QuO contracts and delegates support two means for triggering manager-level, middleware-level, and application-level adaptation. The delegate triggers in-band adaptation by making choices upon method calls and returns. The contract triggers out-of-band adaptation when changes in observed system condition objects cause region transitions.

Figure 3 illustrates QuO’s in-band and out-of-band adaptation. The QuO delegate supports in-band adaptation (Figure 3a) whenever a client makes a method call and whenever a called method returns. The delegates (on the client and server side) check the state of the relevant contracts and choose behaviors based upon the state of the system. These behaviors can include shaping or filtering the method data, choosing alternate methods or server objects, performing local functionality, and so on.

QuO contracts and system condition objects support out-of-band adaptation (Figure 3b) by monitoring conditions in the system, whether they are the states of resources, mechanisms, or managers.
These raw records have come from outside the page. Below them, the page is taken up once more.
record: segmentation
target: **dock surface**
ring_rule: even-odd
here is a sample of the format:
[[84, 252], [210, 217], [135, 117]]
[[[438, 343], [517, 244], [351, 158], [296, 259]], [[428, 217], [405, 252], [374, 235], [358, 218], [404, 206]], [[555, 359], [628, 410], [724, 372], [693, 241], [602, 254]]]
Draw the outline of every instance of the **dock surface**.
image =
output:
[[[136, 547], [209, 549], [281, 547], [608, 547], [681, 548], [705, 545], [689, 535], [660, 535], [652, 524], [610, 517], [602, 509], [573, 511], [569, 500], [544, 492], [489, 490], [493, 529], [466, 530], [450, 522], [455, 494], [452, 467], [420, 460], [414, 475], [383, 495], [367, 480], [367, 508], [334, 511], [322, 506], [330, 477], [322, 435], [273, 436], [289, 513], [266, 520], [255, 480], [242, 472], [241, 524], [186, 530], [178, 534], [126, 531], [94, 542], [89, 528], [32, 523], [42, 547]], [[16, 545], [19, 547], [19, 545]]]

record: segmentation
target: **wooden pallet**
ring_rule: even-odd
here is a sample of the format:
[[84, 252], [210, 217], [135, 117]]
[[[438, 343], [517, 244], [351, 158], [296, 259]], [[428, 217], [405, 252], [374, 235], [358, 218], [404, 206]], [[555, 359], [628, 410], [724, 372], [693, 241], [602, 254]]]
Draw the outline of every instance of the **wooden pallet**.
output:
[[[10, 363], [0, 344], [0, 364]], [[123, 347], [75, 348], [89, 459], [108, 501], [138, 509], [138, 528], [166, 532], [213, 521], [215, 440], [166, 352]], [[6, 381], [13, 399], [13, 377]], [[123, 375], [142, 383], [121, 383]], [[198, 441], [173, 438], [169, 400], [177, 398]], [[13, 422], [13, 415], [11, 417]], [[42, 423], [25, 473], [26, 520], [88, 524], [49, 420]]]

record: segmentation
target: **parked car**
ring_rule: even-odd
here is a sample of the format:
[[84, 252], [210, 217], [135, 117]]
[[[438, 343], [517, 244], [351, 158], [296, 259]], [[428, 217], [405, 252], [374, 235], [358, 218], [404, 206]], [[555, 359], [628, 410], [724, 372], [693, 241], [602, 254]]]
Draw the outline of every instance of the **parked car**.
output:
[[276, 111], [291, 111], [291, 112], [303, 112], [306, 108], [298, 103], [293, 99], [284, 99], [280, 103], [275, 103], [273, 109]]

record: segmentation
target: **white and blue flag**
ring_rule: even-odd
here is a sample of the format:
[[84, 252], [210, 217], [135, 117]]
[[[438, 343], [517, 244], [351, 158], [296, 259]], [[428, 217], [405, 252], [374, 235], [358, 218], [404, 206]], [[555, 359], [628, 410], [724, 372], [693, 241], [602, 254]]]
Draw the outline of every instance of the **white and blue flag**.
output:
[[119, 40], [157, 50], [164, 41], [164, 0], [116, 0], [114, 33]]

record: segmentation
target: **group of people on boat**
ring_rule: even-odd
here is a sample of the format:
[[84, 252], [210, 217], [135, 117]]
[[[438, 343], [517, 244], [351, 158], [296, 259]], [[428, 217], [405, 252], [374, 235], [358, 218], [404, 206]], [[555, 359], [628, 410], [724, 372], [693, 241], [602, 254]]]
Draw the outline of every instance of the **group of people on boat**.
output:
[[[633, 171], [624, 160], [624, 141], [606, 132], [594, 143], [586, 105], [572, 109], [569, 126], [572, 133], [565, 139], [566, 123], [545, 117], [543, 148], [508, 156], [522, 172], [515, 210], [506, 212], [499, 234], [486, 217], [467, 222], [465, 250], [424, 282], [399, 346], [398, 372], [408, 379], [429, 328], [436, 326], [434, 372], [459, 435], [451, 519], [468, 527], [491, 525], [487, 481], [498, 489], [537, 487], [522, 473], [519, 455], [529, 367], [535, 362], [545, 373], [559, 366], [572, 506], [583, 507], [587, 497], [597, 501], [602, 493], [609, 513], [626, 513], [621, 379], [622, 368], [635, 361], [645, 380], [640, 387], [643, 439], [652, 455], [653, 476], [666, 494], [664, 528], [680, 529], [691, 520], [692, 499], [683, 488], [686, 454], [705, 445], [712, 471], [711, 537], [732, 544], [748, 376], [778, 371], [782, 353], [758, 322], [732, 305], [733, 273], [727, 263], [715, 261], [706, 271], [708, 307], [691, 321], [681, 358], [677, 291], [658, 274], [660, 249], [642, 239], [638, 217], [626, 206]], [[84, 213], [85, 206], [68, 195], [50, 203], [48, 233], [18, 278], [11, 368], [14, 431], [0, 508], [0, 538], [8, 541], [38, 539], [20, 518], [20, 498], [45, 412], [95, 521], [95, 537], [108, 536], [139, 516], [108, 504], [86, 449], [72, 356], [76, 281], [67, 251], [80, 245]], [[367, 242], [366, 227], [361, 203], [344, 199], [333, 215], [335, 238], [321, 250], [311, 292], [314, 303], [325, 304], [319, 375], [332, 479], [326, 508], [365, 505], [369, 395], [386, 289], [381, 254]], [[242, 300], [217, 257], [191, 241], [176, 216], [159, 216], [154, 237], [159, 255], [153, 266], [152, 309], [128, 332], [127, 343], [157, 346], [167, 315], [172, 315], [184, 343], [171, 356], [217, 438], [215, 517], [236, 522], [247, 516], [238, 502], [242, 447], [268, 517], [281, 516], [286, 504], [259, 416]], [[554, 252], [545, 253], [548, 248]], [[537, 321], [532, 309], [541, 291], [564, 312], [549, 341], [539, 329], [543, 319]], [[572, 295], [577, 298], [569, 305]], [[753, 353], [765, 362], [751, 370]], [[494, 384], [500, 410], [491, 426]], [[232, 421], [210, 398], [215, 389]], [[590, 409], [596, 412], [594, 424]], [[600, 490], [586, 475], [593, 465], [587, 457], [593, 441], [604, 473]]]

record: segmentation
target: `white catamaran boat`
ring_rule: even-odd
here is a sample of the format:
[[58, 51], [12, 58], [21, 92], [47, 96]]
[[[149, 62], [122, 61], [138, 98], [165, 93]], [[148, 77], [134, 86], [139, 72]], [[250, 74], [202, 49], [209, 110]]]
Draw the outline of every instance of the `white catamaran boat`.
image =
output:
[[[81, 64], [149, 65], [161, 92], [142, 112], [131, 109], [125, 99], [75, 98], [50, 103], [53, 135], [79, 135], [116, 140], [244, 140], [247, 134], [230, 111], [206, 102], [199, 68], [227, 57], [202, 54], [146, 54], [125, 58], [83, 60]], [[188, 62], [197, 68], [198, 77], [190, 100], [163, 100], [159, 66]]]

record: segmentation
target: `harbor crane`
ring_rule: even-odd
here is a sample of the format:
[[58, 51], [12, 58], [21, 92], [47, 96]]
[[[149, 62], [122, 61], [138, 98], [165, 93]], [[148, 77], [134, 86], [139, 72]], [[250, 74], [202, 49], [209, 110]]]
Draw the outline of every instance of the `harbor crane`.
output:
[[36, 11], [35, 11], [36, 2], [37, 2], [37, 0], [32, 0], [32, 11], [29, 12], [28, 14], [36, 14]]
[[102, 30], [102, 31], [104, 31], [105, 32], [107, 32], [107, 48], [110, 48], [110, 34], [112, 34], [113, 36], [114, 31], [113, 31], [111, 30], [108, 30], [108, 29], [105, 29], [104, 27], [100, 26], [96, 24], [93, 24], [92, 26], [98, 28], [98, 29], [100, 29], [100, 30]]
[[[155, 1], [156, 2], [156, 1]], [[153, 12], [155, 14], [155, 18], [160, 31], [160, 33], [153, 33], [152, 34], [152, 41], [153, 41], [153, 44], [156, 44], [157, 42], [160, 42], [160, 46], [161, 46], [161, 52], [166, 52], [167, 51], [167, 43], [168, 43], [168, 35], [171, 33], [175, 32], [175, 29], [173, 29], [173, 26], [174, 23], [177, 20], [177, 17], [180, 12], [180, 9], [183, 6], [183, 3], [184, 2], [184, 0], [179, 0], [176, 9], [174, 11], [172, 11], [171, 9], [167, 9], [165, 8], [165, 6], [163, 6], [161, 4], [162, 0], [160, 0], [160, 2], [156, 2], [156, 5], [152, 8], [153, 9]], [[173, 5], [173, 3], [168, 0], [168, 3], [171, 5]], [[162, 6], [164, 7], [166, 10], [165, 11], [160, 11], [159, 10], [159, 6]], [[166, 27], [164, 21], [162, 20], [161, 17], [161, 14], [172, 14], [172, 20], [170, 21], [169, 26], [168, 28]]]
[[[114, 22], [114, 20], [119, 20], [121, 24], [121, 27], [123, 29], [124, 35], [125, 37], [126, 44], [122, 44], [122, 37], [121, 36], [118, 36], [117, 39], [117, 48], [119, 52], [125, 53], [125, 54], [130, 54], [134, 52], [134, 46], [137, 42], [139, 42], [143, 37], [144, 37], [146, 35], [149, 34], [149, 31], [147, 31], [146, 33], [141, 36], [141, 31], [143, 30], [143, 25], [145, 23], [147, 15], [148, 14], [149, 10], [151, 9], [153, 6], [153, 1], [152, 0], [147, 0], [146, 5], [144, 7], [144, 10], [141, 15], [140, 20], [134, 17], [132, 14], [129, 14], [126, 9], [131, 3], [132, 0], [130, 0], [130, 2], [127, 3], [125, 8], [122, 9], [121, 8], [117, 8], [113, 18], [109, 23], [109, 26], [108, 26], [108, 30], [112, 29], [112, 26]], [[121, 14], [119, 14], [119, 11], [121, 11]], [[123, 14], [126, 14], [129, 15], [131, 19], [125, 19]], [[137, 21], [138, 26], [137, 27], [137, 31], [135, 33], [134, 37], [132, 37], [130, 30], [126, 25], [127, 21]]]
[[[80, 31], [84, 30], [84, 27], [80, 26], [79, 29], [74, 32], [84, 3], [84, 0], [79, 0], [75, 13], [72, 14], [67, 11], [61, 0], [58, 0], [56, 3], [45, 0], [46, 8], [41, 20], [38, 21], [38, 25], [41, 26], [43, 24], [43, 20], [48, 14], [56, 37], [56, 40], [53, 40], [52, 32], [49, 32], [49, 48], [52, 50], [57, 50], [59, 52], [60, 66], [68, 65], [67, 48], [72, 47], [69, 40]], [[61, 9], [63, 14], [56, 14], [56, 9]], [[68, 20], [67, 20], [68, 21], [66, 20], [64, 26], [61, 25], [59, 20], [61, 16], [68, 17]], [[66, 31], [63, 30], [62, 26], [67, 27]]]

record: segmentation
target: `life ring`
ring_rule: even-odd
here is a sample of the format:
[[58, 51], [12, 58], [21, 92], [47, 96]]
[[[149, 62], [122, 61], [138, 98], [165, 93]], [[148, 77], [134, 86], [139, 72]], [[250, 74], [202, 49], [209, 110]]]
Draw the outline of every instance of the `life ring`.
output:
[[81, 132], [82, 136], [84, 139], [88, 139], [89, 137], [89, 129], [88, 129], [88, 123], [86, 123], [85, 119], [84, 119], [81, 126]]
Whenever the monitored conditions change (or whenever they change beyond a specified threshold), the system condition object triggers an asynchronous evaluation of the relevant contracts. If this results in a change in contract region (i.e., state), it in turn triggers adaptive behavior that occurs asynchronous to any object interactions.

System condition objects can interface to other, lower-level system condition objects, and can be either observed or non-observed. Changes in the values measured by observed system conditions trigger contract evaluation, possibly resulting in region transitions and triggering out-of-band adaptive behavior. Observed system condition objects are suitable for measuring conditions that either change infrequently or for which a measured change can indicate an event of notice to the application or system. Non-observed system condition objects represent the current value of whatever condition they are measuring, but do not trigger an event whenever the value changes. Instead, they provide the value upon demand, i.e., whenever the contract is evaluated due to a method call or return or due to an event from an observed system condition object.

This combination of observed and non-observed system condition objects, along with the nesting of system condition objects, provides flexibility to support a wide variety of in-band and out-of-band adaptation, while providing needed support to avoid instability problems and hysteresis effects. Observed system condition objects can measure frequently changing system conditions by smoothing out continuous changes (e.g., by measuring statistical average of changes over time) or by reporting only when the system condition crosses a threshold. This can be implemented by a single system condition object or an observed system condition that periodically polls a non-observed system condition object monitoring the frequently changing condition. The threshold can be dynamically supplied by another system condition object.